4.  Holds that there has been a violation of Article 8 of the Convention;

5.  Holds

(a)  that the respondent State is to pay the applicant, within three months from the date on which the judgment becomes final in accordance with Article 44 § 2 of the Convention, EUR 15,000 (fifteen thousand euros) in respect of non-pecuniary damage, to be converted into Russian roubles at the rate applicable at the date of settlement, plus any tax that may be chargeable;

(b)  that from the expiry of the above-mentioned three months until settlement simple interest shall be payable on the above amount at a rate equal to the marginal lending rate of the European Central Bank during the default period plus three percentage points;

6.  Dismisses the remainder of the applicant’s claim for just satisfaction.

Done in English, and notified in writing on 6 December 2007, pursuant to Rule 77 §§ 2 and 3 of the Rules of Court.

Søren Nielsen Christos Rozakis  
 Registrar President

In accordance with Article 45 § 2 of the Convention and Rule 74 § 2 of the Rules of Court, the concurring opinion of Mr A. Kovler is annexed to this judgment.

C.L.R.

S.N.

 
 

CONCURRING OPINION OF JUDGE KOVLER

I agree with the Court’s conclusions in the present case, including the finding that there has been a violation of Article 5 § 3 of the Convention.

In my dissenting opinion in the case of Dolgova v.
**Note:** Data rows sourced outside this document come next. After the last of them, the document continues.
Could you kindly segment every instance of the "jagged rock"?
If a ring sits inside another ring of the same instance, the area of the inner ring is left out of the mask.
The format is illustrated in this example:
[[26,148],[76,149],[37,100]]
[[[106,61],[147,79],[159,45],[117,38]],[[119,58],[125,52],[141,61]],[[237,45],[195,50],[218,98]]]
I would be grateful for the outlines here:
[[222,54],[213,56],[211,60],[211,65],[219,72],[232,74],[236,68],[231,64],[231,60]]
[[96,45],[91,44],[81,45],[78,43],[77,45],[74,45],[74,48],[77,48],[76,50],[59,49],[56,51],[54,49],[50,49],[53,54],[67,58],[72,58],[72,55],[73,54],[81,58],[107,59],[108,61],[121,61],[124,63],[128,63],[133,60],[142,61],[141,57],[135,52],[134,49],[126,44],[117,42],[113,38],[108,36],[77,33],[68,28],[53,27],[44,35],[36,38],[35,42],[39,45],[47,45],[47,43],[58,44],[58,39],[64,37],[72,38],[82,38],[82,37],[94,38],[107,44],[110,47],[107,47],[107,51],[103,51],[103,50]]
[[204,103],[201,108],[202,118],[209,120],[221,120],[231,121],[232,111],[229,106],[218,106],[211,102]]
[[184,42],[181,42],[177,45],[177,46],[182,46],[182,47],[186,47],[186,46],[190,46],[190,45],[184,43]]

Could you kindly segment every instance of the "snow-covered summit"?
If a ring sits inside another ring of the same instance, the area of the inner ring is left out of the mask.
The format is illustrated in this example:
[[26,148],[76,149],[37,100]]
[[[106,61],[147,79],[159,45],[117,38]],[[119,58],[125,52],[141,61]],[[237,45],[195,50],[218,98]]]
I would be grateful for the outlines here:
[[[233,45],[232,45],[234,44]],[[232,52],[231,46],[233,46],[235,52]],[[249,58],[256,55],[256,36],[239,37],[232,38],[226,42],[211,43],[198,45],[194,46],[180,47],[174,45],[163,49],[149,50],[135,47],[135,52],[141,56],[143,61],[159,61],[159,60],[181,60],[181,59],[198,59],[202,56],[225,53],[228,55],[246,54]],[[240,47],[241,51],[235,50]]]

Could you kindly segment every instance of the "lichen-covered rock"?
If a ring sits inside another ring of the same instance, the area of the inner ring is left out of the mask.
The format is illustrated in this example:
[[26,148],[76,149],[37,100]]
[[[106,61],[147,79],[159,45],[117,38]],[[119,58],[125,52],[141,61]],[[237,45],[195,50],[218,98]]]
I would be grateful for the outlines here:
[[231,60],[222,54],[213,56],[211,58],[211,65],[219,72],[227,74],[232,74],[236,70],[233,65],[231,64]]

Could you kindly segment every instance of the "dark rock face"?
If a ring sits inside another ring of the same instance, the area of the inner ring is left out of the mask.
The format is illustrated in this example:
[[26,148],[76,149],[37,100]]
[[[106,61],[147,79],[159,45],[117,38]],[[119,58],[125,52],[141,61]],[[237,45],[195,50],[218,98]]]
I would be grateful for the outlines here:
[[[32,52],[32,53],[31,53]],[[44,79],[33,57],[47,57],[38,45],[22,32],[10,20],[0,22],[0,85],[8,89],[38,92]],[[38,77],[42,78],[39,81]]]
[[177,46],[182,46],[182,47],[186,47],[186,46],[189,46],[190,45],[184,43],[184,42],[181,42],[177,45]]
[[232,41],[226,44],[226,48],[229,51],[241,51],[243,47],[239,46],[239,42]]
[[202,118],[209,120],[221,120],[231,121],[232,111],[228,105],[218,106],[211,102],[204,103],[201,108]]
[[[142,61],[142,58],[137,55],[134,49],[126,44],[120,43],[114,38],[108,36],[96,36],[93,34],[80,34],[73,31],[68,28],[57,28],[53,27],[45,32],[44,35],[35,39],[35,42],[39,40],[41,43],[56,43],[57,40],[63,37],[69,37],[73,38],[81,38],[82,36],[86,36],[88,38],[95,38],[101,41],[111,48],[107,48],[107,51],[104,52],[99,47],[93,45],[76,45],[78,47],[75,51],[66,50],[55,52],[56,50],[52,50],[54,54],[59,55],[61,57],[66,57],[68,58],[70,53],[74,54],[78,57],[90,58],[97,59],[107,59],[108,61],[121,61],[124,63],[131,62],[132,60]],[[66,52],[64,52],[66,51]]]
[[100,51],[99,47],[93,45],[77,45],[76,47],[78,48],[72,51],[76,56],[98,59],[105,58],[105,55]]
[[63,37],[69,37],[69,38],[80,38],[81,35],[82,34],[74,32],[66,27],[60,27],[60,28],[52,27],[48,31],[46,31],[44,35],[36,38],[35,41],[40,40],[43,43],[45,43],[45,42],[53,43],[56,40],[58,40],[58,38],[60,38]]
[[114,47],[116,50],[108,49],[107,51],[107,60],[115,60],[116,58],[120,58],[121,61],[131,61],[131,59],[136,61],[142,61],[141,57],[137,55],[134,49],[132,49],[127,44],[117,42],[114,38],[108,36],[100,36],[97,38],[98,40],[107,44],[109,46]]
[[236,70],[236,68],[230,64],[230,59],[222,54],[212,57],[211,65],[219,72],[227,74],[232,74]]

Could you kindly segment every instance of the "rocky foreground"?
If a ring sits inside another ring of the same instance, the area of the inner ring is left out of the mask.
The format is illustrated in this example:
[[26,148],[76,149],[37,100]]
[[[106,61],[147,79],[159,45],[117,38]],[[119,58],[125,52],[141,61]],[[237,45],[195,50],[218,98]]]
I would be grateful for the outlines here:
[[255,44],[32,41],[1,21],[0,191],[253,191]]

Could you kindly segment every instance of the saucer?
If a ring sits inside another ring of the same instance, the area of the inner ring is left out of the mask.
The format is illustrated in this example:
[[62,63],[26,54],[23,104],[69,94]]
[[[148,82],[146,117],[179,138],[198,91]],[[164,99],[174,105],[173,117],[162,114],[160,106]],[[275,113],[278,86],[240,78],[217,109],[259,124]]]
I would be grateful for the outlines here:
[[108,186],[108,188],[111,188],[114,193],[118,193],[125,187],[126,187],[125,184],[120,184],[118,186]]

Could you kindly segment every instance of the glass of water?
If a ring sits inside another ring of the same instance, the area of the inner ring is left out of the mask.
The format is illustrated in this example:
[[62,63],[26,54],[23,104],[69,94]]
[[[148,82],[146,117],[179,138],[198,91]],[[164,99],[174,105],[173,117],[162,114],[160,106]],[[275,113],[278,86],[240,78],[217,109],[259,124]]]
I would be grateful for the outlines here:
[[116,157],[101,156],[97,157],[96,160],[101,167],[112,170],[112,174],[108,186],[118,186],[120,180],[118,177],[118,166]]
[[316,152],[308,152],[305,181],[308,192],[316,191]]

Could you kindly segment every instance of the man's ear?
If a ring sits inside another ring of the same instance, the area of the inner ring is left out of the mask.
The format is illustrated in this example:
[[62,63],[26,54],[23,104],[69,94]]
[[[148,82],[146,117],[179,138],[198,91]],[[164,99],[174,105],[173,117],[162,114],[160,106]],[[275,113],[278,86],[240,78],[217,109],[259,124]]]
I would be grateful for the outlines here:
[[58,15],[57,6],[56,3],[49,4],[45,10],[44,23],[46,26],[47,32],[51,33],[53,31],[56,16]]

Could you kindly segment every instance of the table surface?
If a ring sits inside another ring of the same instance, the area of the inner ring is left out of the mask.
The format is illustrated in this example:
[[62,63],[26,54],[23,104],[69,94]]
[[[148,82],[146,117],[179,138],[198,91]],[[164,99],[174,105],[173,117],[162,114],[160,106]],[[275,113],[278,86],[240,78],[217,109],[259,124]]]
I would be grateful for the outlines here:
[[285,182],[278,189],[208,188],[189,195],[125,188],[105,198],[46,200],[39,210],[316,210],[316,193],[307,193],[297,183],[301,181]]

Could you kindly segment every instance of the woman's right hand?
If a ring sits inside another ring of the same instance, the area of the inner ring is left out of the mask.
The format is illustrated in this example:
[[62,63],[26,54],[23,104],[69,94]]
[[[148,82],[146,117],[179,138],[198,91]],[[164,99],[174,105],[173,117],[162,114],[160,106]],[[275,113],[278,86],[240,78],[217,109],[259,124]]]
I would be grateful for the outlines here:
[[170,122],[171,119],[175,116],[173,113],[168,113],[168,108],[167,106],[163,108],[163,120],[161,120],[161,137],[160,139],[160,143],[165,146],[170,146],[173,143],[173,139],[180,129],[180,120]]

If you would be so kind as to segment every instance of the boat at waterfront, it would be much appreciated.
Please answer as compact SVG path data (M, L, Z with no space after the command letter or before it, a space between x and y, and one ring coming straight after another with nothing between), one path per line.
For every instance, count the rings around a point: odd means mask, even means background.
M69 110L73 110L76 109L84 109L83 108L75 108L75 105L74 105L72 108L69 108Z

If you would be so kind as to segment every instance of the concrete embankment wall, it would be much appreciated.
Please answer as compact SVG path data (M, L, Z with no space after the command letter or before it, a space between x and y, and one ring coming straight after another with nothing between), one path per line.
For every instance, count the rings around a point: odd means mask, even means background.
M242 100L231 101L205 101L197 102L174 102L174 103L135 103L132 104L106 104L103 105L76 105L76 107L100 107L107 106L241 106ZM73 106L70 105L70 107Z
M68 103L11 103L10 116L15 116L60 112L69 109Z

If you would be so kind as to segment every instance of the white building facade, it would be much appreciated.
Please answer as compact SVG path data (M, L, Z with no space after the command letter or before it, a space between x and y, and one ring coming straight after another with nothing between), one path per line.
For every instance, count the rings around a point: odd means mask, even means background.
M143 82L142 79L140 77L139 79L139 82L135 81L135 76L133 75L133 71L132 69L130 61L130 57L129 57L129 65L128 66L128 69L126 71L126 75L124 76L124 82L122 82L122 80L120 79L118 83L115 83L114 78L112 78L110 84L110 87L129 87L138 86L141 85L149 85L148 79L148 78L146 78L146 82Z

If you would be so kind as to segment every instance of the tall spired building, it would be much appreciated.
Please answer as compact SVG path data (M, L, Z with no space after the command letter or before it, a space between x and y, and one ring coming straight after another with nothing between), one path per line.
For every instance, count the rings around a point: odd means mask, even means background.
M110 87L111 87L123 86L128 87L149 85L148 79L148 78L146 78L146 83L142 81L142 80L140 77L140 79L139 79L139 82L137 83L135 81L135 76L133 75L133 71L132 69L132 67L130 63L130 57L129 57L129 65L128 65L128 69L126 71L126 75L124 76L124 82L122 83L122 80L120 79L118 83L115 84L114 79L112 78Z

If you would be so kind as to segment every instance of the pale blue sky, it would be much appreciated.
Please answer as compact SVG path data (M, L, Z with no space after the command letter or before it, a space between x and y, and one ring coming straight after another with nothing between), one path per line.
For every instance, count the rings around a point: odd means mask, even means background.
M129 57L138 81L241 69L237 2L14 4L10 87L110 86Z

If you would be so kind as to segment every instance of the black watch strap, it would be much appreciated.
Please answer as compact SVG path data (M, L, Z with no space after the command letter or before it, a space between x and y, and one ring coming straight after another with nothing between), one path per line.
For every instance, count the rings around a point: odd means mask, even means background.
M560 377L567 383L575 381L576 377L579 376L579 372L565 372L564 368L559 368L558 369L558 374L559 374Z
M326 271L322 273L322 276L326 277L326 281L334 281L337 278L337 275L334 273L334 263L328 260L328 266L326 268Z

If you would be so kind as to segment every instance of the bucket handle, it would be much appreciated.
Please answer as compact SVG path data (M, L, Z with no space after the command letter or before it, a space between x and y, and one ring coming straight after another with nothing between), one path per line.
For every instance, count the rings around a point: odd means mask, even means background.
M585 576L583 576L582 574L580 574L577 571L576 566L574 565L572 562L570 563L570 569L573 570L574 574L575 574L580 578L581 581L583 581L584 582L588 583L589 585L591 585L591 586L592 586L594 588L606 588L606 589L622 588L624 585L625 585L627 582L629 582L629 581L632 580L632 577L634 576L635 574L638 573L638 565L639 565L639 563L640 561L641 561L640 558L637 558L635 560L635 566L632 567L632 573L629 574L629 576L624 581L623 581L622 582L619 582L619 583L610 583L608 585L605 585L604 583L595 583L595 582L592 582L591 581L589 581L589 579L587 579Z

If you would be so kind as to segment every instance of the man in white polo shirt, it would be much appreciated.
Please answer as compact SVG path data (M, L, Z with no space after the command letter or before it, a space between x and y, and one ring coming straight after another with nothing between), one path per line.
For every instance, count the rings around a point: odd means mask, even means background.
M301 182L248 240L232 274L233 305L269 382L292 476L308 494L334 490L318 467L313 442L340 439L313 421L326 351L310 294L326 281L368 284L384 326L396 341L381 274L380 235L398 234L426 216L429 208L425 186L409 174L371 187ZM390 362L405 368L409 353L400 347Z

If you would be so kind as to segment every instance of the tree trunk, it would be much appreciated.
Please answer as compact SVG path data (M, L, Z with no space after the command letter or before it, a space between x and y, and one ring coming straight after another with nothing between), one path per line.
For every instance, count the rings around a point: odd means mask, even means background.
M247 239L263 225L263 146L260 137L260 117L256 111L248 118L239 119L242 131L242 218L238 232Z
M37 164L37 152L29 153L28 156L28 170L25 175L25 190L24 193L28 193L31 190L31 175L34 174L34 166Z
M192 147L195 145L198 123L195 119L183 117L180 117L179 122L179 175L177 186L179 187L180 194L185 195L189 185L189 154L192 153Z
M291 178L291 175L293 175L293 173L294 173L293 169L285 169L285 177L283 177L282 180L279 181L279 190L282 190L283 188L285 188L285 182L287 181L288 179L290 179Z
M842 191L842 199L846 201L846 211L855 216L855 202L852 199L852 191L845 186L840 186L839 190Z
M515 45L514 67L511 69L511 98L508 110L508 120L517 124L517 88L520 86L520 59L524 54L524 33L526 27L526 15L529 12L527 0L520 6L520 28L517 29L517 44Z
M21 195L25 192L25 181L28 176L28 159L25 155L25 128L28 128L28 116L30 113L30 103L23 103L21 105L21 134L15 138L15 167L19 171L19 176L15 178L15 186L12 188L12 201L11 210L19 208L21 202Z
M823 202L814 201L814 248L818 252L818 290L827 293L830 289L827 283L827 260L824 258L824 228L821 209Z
Russia (no. 11886/05, 2 March 2006) I referred to the judgment in the case of Labita v. Italy ([GC], no. 26772/95, § 152, ECHR 2000-IV) to underline that “[w]hether it is reasonable for an accused to remain in detention must be assessed in each case according to its special features” (Labita, § 152). Although the period of detention in the present case is the same as in the Dolgova case, there are factors which, in my opinion, distinguish it from Dolgova and warrant the conclusion that there has been a violation of Article 5 § 3, such as the applicant’s chronic kidney disease, the inhuman conditions of his detention (see paragraphs 42-45) and his father’s terminal illness and death. The domestic courts had an obligation under Article 99 of the Russian Code of Criminal Procedure to take those factors into account.